Friday, February 27, 2026

Buy the Dip in Nvidia Stock After Q4 Earnings, or is it Too Soon?

 

Buy the Dip in Nvidia Stock After Q4 Earnings, or is it Too Soon?

3 min read

Despite posting blowout quarterly results as usual, Nvidia NVDA stock is now down over 6% since its Q4 report on Wednesday.

This comes as the chip giant’s Q4 sales of $68.12 billion and EPS of $1.62 stretched 73% and 82% year over year, respectively, and represented significant sequential growth as well.

Still, the stellar results didn't calm deeper investor concerns about the sustainability of the AI boom, concentration risks, and future growth, although Nvidia impressively surpassed Wall Street’s expectations.

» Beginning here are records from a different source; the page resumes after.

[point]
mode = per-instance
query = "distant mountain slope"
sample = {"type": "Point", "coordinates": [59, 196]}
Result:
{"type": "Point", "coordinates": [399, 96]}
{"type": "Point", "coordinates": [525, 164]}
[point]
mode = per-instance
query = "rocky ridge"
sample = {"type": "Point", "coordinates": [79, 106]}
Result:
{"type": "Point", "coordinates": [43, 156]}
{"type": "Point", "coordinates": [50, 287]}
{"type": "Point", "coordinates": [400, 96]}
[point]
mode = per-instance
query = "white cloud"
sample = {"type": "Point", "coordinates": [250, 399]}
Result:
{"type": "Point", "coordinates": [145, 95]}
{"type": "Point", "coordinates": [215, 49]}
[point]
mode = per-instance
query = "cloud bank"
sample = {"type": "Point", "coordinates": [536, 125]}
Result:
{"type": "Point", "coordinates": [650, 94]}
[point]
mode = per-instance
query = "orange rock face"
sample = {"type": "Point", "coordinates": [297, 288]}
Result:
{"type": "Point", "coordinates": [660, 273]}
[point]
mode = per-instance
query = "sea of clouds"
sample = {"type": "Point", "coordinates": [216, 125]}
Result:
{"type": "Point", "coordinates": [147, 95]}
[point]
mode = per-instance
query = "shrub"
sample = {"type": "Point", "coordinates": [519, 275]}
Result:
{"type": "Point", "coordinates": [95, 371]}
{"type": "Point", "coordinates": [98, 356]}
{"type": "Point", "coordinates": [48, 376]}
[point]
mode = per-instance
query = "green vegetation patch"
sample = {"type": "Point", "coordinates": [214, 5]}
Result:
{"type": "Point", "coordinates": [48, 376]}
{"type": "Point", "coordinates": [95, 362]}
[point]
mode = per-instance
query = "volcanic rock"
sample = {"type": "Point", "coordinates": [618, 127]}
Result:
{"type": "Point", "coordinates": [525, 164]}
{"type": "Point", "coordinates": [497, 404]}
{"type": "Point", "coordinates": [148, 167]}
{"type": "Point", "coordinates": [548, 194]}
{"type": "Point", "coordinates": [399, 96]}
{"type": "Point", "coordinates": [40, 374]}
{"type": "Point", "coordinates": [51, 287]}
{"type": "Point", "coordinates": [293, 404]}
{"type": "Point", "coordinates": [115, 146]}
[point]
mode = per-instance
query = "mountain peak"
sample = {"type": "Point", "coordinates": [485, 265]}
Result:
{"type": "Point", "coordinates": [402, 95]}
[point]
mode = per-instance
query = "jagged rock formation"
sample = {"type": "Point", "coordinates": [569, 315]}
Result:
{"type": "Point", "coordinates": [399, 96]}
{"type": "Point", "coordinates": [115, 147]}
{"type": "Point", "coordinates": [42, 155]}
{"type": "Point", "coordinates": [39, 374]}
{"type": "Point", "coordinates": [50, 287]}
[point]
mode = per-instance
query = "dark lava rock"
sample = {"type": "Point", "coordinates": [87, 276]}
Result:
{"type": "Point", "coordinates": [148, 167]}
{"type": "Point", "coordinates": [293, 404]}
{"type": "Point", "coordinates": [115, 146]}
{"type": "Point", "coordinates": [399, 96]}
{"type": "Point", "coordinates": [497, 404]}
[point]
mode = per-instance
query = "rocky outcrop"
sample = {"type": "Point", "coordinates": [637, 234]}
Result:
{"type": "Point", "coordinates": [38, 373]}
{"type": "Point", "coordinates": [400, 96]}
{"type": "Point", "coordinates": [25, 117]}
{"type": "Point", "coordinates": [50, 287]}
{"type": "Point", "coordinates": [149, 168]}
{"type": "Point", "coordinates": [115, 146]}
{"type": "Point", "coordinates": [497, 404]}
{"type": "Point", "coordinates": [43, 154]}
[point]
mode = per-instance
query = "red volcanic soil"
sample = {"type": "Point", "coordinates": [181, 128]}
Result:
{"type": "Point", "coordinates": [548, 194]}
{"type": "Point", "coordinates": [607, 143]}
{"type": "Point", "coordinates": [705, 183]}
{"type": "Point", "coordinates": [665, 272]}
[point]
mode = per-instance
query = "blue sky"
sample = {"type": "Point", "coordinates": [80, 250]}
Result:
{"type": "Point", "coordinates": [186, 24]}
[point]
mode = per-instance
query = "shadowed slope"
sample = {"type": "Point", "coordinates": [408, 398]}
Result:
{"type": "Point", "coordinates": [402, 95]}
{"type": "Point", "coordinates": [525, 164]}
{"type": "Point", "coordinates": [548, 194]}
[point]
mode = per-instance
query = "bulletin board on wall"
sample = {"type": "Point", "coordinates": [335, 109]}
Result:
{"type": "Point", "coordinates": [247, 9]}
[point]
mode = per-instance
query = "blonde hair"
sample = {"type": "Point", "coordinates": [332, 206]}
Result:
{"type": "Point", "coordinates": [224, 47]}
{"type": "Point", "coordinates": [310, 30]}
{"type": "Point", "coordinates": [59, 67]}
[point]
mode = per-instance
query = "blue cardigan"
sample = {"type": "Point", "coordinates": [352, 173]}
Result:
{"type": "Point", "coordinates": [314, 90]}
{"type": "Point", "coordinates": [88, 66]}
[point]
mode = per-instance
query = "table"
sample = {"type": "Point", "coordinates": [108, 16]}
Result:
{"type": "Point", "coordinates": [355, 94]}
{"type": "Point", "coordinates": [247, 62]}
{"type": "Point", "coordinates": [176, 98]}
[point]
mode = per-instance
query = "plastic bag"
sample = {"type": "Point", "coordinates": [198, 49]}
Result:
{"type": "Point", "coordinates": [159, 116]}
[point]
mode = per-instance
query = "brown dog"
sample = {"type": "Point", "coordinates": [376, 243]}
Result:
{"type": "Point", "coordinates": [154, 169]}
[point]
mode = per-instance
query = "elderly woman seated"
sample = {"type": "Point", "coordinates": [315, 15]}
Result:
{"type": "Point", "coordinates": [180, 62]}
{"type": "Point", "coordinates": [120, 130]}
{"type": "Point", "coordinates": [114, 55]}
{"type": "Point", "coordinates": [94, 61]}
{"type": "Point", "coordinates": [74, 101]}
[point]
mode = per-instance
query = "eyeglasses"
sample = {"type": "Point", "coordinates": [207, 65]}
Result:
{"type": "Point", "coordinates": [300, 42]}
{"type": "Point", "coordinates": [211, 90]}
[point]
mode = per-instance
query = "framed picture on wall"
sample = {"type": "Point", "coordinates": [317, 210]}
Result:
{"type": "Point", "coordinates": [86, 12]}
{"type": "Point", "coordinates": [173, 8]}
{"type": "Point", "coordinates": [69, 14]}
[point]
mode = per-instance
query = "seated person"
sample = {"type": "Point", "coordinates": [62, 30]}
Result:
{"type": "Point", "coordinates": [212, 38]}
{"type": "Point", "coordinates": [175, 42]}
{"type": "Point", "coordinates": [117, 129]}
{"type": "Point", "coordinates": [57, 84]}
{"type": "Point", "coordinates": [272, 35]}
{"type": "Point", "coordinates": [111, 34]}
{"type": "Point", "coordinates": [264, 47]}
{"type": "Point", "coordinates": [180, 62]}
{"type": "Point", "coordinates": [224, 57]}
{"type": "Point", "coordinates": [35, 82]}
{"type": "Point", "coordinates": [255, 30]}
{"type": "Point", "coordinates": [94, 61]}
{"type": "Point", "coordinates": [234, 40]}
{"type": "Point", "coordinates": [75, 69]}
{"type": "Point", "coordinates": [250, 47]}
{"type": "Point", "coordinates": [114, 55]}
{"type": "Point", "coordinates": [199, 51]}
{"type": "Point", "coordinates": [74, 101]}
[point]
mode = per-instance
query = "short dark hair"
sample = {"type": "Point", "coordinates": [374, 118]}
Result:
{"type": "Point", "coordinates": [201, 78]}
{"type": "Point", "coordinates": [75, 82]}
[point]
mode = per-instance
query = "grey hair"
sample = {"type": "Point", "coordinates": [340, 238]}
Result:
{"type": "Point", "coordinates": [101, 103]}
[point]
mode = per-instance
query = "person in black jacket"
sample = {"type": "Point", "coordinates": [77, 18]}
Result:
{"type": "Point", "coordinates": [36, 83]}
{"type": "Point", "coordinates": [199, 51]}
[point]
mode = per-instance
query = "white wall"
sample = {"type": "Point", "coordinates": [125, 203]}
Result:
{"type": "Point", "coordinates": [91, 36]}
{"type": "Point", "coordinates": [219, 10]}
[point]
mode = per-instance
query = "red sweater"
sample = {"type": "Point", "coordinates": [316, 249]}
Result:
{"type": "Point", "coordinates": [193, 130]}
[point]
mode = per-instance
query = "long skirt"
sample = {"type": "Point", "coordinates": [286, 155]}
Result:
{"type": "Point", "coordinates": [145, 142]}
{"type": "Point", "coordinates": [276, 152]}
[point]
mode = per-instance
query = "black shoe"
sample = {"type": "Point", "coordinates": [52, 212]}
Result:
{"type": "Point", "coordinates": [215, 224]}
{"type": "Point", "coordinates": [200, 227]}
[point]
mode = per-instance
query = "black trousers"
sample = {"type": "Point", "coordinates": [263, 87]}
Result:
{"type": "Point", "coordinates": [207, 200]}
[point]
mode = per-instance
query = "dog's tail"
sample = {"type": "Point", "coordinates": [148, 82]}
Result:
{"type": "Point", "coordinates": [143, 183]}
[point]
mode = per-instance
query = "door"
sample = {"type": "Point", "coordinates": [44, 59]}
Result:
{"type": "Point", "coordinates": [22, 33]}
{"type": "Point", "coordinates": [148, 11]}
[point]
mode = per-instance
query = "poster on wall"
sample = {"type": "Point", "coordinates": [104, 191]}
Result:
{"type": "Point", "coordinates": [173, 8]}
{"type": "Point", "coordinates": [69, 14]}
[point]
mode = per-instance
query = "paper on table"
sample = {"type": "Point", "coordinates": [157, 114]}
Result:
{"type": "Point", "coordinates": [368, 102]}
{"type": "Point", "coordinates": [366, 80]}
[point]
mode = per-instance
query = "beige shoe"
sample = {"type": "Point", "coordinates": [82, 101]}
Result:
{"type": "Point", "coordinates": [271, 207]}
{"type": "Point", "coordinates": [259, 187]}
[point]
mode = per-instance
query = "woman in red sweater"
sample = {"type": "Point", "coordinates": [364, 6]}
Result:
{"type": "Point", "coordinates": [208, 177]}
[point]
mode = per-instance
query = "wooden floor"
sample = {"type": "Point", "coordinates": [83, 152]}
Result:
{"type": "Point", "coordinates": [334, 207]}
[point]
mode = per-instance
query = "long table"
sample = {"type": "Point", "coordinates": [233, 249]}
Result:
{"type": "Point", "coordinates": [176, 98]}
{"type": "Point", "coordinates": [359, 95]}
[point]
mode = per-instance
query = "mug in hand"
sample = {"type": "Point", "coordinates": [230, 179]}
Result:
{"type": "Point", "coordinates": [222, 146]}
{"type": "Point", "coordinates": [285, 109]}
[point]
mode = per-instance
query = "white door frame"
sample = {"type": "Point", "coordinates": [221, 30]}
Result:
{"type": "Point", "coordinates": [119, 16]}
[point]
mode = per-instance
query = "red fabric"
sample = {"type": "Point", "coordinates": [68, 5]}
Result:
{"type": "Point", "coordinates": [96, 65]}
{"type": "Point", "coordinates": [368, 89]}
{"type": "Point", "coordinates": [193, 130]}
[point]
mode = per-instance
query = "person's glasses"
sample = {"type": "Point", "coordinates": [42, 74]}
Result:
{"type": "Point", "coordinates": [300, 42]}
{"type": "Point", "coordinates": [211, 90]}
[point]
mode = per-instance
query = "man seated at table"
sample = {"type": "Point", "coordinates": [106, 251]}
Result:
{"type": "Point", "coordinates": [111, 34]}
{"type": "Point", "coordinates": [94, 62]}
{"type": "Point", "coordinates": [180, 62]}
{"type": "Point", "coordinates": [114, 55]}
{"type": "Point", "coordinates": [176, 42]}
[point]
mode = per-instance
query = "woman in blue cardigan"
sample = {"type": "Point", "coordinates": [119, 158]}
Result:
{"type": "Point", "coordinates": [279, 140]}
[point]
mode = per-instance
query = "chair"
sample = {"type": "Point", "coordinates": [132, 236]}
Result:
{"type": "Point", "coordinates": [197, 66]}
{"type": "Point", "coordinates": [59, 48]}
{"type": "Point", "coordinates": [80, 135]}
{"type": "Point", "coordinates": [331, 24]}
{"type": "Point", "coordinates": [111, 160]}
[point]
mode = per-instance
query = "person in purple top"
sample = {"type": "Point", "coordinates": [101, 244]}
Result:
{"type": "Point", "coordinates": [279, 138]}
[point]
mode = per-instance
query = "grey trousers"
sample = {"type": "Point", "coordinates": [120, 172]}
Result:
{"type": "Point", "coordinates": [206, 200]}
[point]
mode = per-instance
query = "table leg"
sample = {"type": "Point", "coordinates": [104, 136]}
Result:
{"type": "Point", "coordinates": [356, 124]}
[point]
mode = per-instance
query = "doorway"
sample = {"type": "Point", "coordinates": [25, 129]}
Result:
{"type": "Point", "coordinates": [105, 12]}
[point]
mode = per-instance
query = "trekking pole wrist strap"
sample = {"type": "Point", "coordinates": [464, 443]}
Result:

AI Sustainability Concerns

Notably, a recurring theme across analyst commentary is skepticism about how long hyperscalers can keep spending tens of billions on AI infrastructure.

Others question whether AI monetization is happening fast enough to justify the spending, and the shift in sentiment is weighing on Nvidia because it’s the primary beneficiary of that spending.

Furthermore, 90% of Nvidia’s revenue now comes from data centers, and much of that is just from five major cloud providers, which include Amazon AMZN, Alphabet GOOGL, Microsoft MSFT, Oracle ORCL, and Alibaba BABA. That level of dependency raises questions about what happens if even one of those customers slows orders.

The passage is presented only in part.